Another critical consequence of melting ice in the Arctic? The potential for shorter, more eco-friendly maritime trade routes that bypass the Russian-controlled Northern Sea Route.
In a new study, a pair of climate scientists at Brown University worked with a legal scholar at the University of Maine School of Law to predict how Arctic Ocean ice melt could affect the regulation of shipping routes over the next few decades. They projected that by 2065, the Arctic’s navigability will increase so greatly that it could yield new trade routes in international waters — not only reducing the shipping industry’s carbon footprint but also weakening Russia’s control over trade in the Arctic.
The study was published on Monday, June 20, in the Proceedings of the National Academy of Sciences.
“There’s no scenario in which melting ice in the Arctic is good news,” said Amanda Lynch, the study’s lead author and a professor of Earth, environmental and planetary sciences at Brown. “But the unfortunate reality is that the ice is already retreating, these routes are opening up, and we need to start thinking critically about the legal, environmental and geopolitical implications.”

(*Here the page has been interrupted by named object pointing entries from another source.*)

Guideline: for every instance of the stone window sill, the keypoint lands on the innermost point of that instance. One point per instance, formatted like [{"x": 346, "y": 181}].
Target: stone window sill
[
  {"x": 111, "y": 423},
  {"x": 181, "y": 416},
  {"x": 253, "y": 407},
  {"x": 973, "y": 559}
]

Lynch, who has studied climate change in the Arctic for nearly 30 years, said that as a first step, she worked with Xueke Li, a postdoctoral research associate at the Institute at Brown for Environment and Society, to model four navigation scenarios based on four likely outcomes of global actions to halt climate change in the coming years. Their projections showed that unless global leaders successfully constrain warming to 1.5 degrees Celsius over the next 43 years, climate change will likely open up several new routes through international waters by the middle of this century.